Peter miró serenamente a Bob.

—No insista. Mi decisión es irrevocable. Le repito que no le envidio.

Crispadas las mandíbulas en un gesto de desesperación, Stebbins empuñó el revólver para acercarlo a la sien izquierda del prisionero. Fué a apretar el gatillo, pero unos golpes dados en la puerta hiciéronle vacilar. Al fin, con paso torpe, dirigióse a la entrada de la cabaña para inquirir con aspereza:

—¿Quién llama?

—Su hija está fuera, jefe, e insiste en verle.

Bob, dispuesto a resolver, de una vez el problema que le angustiaba, exclamó:

—Déjala que pase. Será mejor para todos.

Se abrió la puerta y la muchacha se detuvo en el umbral al ver el espantoso cuadro de los tres cadáveres y de Corrigan atado de pies y manos. Contempló a su padre con gesto de horror y Stebbins apresuróse a explicar:

—El los mató en su afán por no ser apresado. ¿Qué te ocurre, Ethel?

La joven, muy pálida, cayó a tierra sin conocimiento. Las emociones de aquella noche habían sido demasiado fuertes para ella. Bob se inclinó sobre su hija, respirando con alivio al comprobar que sólo estaba desmayada. Corrigan, sarcástico, dijo:

—No se angustie ahora. Lo peor vendrá cuando recobre el sentido y empiece a formular preguntas. Entonces…

El próximo aullido de un perro que sin duda venteaba la muerte, hizo mirarse a los dos hombres, de nuevo sin encono, con seriedad en sus semblantes.
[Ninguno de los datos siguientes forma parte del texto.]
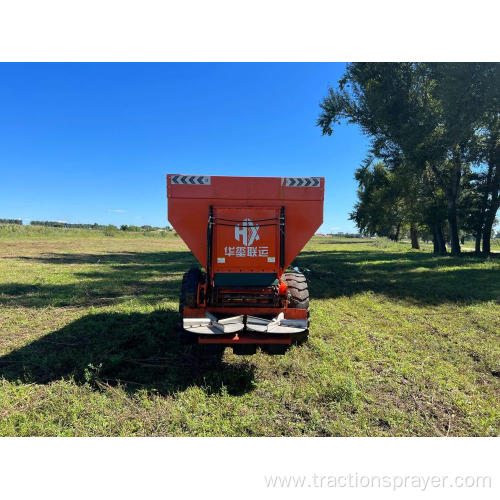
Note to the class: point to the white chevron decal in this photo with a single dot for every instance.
(192, 180)
(302, 182)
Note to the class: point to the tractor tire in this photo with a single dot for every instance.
(299, 293)
(299, 299)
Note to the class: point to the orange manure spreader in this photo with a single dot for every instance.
(245, 232)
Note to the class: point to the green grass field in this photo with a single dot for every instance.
(402, 343)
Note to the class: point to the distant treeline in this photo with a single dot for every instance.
(67, 225)
(346, 235)
(11, 221)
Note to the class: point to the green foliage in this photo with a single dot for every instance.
(429, 123)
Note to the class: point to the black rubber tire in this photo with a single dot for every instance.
(297, 286)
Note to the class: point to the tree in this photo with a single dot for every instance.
(425, 118)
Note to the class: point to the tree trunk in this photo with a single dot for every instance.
(414, 237)
(494, 203)
(453, 222)
(487, 239)
(478, 243)
(434, 241)
(396, 236)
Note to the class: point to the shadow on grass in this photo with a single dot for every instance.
(412, 276)
(140, 351)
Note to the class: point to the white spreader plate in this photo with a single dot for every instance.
(212, 330)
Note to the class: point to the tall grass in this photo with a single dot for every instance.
(8, 231)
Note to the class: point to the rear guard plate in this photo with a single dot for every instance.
(210, 325)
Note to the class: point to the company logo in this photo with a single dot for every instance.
(248, 231)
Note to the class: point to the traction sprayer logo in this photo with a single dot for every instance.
(248, 231)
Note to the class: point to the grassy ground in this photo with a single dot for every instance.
(402, 343)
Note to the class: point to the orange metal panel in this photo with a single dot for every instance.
(189, 199)
(289, 312)
(247, 246)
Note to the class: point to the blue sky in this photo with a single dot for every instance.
(93, 142)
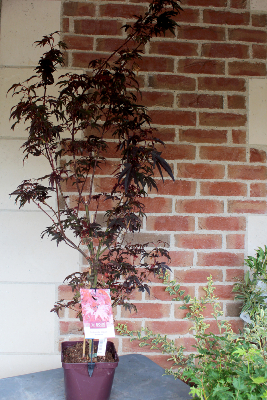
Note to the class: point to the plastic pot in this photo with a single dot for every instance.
(80, 386)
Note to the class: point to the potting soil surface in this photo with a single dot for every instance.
(136, 378)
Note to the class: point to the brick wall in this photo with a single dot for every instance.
(196, 87)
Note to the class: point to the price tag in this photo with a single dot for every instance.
(102, 344)
(97, 313)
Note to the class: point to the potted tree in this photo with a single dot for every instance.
(72, 131)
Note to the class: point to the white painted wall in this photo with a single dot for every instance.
(30, 268)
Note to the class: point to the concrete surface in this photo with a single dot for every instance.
(136, 378)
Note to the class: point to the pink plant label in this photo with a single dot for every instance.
(97, 313)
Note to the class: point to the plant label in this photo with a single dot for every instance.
(97, 313)
(102, 344)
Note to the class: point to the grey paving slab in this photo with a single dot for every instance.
(136, 378)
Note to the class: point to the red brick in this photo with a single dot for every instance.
(181, 258)
(194, 275)
(198, 241)
(170, 223)
(178, 151)
(199, 206)
(123, 11)
(259, 51)
(234, 274)
(225, 50)
(131, 325)
(223, 189)
(221, 153)
(79, 9)
(79, 42)
(200, 171)
(65, 24)
(148, 310)
(108, 168)
(235, 241)
(159, 293)
(82, 59)
(71, 327)
(207, 3)
(97, 27)
(156, 99)
(166, 134)
(224, 292)
(172, 82)
(225, 17)
(169, 327)
(157, 204)
(220, 259)
(257, 155)
(238, 4)
(207, 312)
(236, 102)
(187, 342)
(194, 100)
(233, 309)
(258, 190)
(133, 347)
(173, 48)
(247, 206)
(239, 136)
(247, 35)
(187, 15)
(70, 185)
(157, 64)
(248, 172)
(173, 117)
(201, 66)
(109, 44)
(259, 20)
(247, 69)
(177, 188)
(222, 84)
(145, 237)
(203, 136)
(201, 33)
(222, 119)
(222, 223)
(162, 360)
(236, 326)
(104, 185)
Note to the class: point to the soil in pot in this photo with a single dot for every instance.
(78, 384)
(74, 354)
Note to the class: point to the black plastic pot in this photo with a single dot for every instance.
(80, 386)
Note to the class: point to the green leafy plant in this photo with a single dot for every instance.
(74, 131)
(251, 289)
(226, 366)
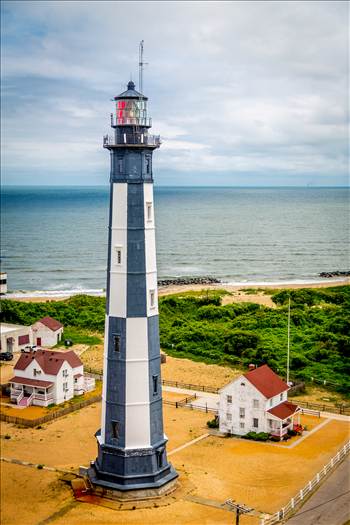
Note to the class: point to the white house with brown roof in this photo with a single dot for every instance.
(47, 332)
(45, 377)
(257, 401)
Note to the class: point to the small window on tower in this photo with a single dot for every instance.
(155, 385)
(116, 340)
(115, 429)
(118, 255)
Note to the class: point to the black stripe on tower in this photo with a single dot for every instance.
(136, 255)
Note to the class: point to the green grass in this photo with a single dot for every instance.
(195, 325)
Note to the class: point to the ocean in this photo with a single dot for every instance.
(55, 238)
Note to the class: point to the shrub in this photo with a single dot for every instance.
(213, 423)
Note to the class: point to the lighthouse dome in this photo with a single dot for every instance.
(130, 93)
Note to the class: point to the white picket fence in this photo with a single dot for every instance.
(288, 509)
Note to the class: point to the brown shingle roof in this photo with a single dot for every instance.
(51, 323)
(284, 410)
(30, 382)
(49, 361)
(266, 381)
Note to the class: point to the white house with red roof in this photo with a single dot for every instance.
(257, 402)
(44, 377)
(47, 332)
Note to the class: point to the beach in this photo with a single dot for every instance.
(238, 290)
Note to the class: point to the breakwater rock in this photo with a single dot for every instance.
(188, 280)
(335, 274)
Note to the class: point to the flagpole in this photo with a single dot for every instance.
(288, 341)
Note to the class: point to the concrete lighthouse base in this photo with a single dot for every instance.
(120, 473)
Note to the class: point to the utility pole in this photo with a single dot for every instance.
(239, 508)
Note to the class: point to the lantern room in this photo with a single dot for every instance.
(131, 108)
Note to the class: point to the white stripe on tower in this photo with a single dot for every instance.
(118, 262)
(137, 418)
(150, 247)
(104, 383)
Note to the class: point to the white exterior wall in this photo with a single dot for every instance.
(137, 418)
(48, 337)
(242, 397)
(104, 383)
(59, 396)
(8, 330)
(117, 301)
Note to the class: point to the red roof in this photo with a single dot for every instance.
(266, 381)
(51, 323)
(284, 410)
(30, 382)
(49, 361)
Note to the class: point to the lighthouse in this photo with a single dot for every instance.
(131, 442)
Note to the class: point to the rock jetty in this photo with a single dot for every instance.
(334, 274)
(188, 280)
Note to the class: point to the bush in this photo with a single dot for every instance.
(213, 423)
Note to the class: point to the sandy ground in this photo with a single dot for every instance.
(29, 496)
(262, 475)
(166, 290)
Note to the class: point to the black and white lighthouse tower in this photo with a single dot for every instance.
(131, 442)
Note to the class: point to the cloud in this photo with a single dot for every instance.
(253, 87)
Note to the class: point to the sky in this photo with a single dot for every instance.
(242, 93)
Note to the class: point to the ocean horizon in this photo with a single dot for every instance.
(55, 237)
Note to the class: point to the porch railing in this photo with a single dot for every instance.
(45, 397)
(17, 395)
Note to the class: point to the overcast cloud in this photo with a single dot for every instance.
(242, 93)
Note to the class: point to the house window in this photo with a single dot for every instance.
(115, 429)
(155, 385)
(149, 211)
(116, 342)
(118, 255)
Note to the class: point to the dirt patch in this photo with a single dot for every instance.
(242, 297)
(93, 358)
(29, 496)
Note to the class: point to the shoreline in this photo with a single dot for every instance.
(43, 296)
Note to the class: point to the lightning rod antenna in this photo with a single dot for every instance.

—Ethel y no yo será su víctima, Stebbins. ¡Qué terrible lo que le espera! Ella estuvo a punto de matarme en el bosque porque dije que era usted un embustero y un estafador. Cuando, además, le sepa asesino…

Corrigan no terminó la frase. El capitán, con la barbilla apoyada en la parte superior del pecho, meditaba, esforzándose en hallar una solución piadosa para la que, tendida en tierra, muy cerca de los cadáveres de los tres “cow-boys”, con su blanco vestido hasta los pies, desentonaba del trágico conjunto de una cabaña en la que imperaban los tonos sombríos.

Afuera seguían aullando los perros, y Corrigan, con la boca seca por la emoción, sudoroso, miraba a la muchacha con Incontenible ternura.

—Entréguese a las autoridades, Stebbins, y salde así sus cuentas con la ley. No añada nuevos crímenes a los ya cometidos.

Bob, inclinándose sobre su hija, la besó con ternura en la frente y después, sin dirigir ni una mirada al prisionero, abandonó el barracón.

Minutos más tarde, el tejano percibió el ruido de los cascos de un caballo que se alejaba al galope.